Part 2: Undercover

 

When we arrived in Marseille the following morning, I felt unreal. During the rest of our voyage, Cynthia had acted as if the conversation concerning Captain Omen had never happened. Only when we took our evening repose in the confined sleeping car of the train did she suddenly state how glad she was that I had consented to accompany her. Cynthia may naturally have meant just our journey in general, but her strange smile hinted that she was referring to our secret mission.

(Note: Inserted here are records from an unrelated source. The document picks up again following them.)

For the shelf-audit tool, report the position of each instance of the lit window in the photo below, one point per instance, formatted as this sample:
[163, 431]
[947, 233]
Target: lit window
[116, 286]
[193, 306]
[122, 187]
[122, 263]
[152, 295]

I still questioned the whole affair. To me, the entire conversation with Cynthia had started to feel like a dream. I had most certainly been dreaming. In fact, I specifically felt that the night had passed deep in a mysterious dream of which I could remember nothing but the sense of the sea. It was amazing, considering how out of sorts I had been when I went to bed. However, I had instantly slipped into a black sleep that lasted until the train attendant knocked on our door, signalling that we were arriving in Marseille.

When the turquoise vastness of the Mediterranean opened before us in the morning, something clicked in my mind. Whatever happened from now on, I was in for an adventure. It almost felt more tempting than turning back and heading home. The fact that I no longer had a home, and that I had promised Aunt Emerald to look after Cynthia (!), also prevented me from escaping.

That day we made some purchases for the voyage – Cynthia seemed to have sufficient funds to restock my wardrobe, in addition to her own. We walked from one boutique to another, and block by block, the porter we had hired carried an increasingly heavy load. Admittedly, if this was adventure, I might someday learn to enjoy it! I recalled Cynthia’s strange remarks only during the embarrassing minutes that we spent in Mlle. de Séduisante’s lingerie outfitters. Cynthia whispered to Mlle. de Séduisante in French. This full-figured lady of a certain age glanced at us, looked amused, and beckoned us to follow her into a locked back room. I found myself among lingerie and accessories of a quality that I feared would irreversibly taint my soul! Certainly I shall not describe in any detail the forms and colours of these translucent, lacy, and frilly articles of clothing. I did not even know that these colours were permissible in undergarments! Quite surely some of them w! ere red, or, goodness me, black!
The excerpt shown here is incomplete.